En Allemagne, Rheinmetall est sur le point de finaliser un juteux contrat avec lʼAlgérie : un millier de transports de troupes blindés de type « Fuchs II », ainsi que lʼusine qui en construira la majeure partie en Algérie même. Le projet est lancé depuis 2011, où il avait reçu un premier feu vert du Conseil fédéral de sécurité. Selon la lettre TTU (n° 939, 28 juin 2014), « Berlin aurait cependant assorti ce contrat d’une clause, limitant la production des engins assemblés en Algérie à une utilisation exclusive par les forces algériennes et à une interdiction d’exportation vers des pays tiers ». En outre, ThyssenKrupp construit deux frégates pour la marine algérienne, et Daimler a placé quelques centaines de camions militaires. Le tout représente au moins 4 à 5 milliards dʼeuros de rentrées pour lʼindustrie allemande (1).
Lire le premier volet, « La foire aux armes ».
Comme l’établit le rapport gouvernemental sur les exportations d’armes, récemment paru à Berlin, l’Indonésie et surtout l’Arabie saoudite – outre l’Algérie – sont parmi les premiers clients d’une industrie allemande de l’armement qui se sent pousser des ailes : en 2013, les ventes à l’export d’armes et produits assimilés ont approché les 6 milliards d’euros. Mais Sigmar Gabriel, alors président du parti social-démocrate, sʼétait engagé lors de la campagne électorale à nettement restreindre les exportations dʼarmes. Devenu ministre de l’économie dans l’actuelle coalition, il est justement responsable du contrôle de ces exportations et membre du Conseil fédéral de sécurité, lequel octroie ou refuse à huis clos le droit à exporter.
Pays interdits, règles contournées
« Au moment où Bagdad accuse lʼArabie Saoudite de soutenir les djihadistes sur son sol, les partisans dʼune politique dʼexportation plus restrictive se sont réveillés », écrit TTU (n° 938, 21 juin 2014). Et, parmi eux, le ministre de lʼéconomie, qui a bien l’intention de peser en faveur d’une extension des contrôles, si lʼon en croit ses déclarations, celles des dirigeants de son parti et de son secrétaire dʼEtat Kapferer. Face à cela, de nombreux conservateurs sʼinquiètent et évoquent les risques de pertes dʼemploi et de départs dʼentreprises ».

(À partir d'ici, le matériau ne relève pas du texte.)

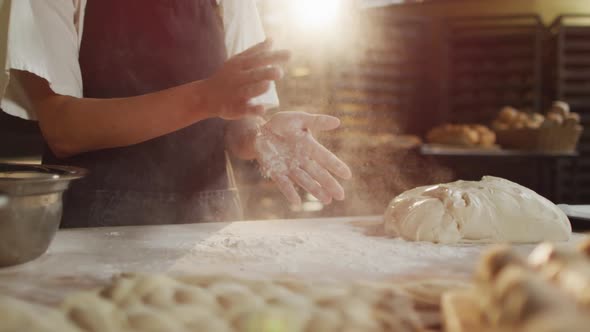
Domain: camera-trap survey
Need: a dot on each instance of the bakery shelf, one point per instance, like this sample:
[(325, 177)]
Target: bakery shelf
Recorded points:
[(493, 61)]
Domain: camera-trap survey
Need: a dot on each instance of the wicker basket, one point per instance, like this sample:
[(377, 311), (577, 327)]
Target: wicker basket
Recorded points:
[(553, 139)]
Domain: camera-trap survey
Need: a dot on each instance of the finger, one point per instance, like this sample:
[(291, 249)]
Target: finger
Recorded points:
[(327, 159), (258, 75), (255, 110), (286, 187), (254, 90), (260, 47), (303, 179), (263, 59), (320, 122), (324, 178)]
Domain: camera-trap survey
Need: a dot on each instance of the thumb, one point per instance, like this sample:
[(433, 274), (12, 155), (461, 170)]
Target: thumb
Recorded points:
[(320, 122)]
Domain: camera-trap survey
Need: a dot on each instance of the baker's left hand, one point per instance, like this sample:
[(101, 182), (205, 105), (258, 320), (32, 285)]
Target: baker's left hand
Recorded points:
[(289, 154)]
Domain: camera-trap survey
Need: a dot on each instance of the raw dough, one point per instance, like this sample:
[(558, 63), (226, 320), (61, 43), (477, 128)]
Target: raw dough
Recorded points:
[(222, 304), (490, 210)]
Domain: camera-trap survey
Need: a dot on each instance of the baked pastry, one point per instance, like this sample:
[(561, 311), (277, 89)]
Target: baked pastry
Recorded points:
[(465, 135)]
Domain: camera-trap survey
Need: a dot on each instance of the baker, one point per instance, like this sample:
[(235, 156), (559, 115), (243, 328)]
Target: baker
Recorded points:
[(148, 95)]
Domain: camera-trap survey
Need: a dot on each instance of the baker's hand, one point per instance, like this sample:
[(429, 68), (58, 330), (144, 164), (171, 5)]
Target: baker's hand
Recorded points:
[(288, 154), (243, 77)]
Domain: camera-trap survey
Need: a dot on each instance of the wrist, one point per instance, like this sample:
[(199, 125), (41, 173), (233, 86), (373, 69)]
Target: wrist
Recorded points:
[(197, 100)]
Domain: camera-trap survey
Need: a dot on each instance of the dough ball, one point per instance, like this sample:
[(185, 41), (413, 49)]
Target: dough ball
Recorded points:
[(490, 210)]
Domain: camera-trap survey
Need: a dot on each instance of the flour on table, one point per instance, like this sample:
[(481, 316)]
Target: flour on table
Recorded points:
[(490, 210)]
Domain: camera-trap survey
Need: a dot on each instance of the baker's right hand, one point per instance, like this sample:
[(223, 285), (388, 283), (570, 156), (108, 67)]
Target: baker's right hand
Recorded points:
[(243, 77)]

Des contrôles qui sont parfois contournés, comme le rapporte le Süddeutsche Zeitung : il s’agissait de la livraison, par l’armée américaine, d’une centaine de milliers de pistolets SP 2022 fabriqués en Allemagne par SIG Sauer, à la police nationale colombienne (qui dépend du ministère de la défense). Or le pays figure sur la liste des pays interdits de livraison d’armes par des entreprises allemandes. Même cas de figure pour des fusils Heckler & Koch fournis au Mexique par une filiale américaine de cette entreprise allemande, qui les aurait ainsi réexportés illégalement.
L’extrême éparpillement de l’industrie européenne de l’armement, pour partie encore étatisée, conduit à une concurrence parfois effrénée. Dans le secteur des blindés, par exemple, il n’est pas rare de trouver en Europe une vingtaine de choix pour un type de véhicule. Les efforts de rapprochement ont été vains, jusqu’à l’annonce, mardi 1er juillet 2014, d’une fusion à terme entre le français Nexter Systems (l’ex-GIAT, fabricant du char Leclerc) avec son homologue allemand KMW (ex-Krauss Maffei, qui produit le char Léopard). Ce rapprochement a été jugé « historique » par le ministre français de la défense, Jean-Yves Le Drian, qui le compare à la création d’EADS en 2000 pour le secteur aéronautique, ou à celle de MBDA en 2001 dans le secteur des missiles.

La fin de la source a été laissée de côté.